The Deputy Secretary-General of the United Nations, Amina J. Mohammed, stated this at the Award Ceremony of the Leadership Newspaper, in Abuja, last Thursday.
Mohammed noted that sixty per cent of the world’s best solar resources are on this continent adding that by 2040, Africa could generate ten times more electricity than it needs, and entirely from renewables.
Mohammad regretted that Africa now receives just two per cent of global clean energy investment saying, “And here in Nigeria, more than 86 million people still have no access to electricity at all.”
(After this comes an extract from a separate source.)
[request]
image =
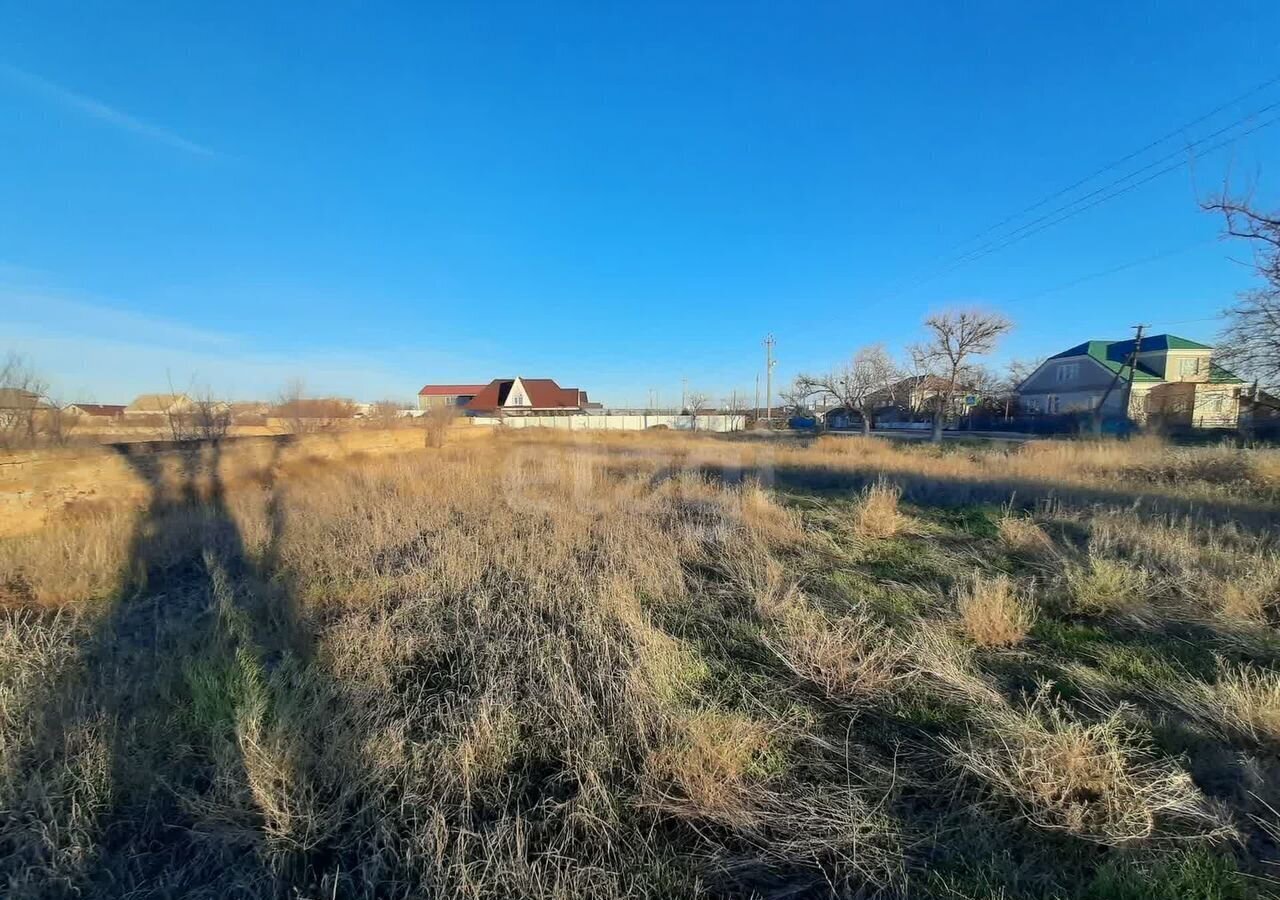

Expressing concerns over the large population of Nigerians living without access to electricity, the deputy scribe, said however, that Nigeria is responding to this challenge the right way insisting that under President Tinubu’s leadership, Nigeria has developed a best-in-class action plan for climate, one that treats climate not as a constraint but as an engine for growth.
According to her, by placing energy access, climate-smart agriculture, clean cooking, and water management at the heart of its development agenda, Nigeria is showing what serious climate leadership looks like but Nigeria cannot close the climate action gap alone.
 “Developed countries must the triple adaptation financing, we need for serious contributions to the Loss and Damage Fund, and mobilize 300 billion dollars per year by 2035 for developing countries to succeed. Early warning systems need to reach everyone, so that communities have the means to prepare for climate shocks before they hit.
“And as Africa drives the global renewables revolution, including through its critical minerals, Africans must be the first and primary beneficiaries of the wealth that they generate”, Mohammed stated.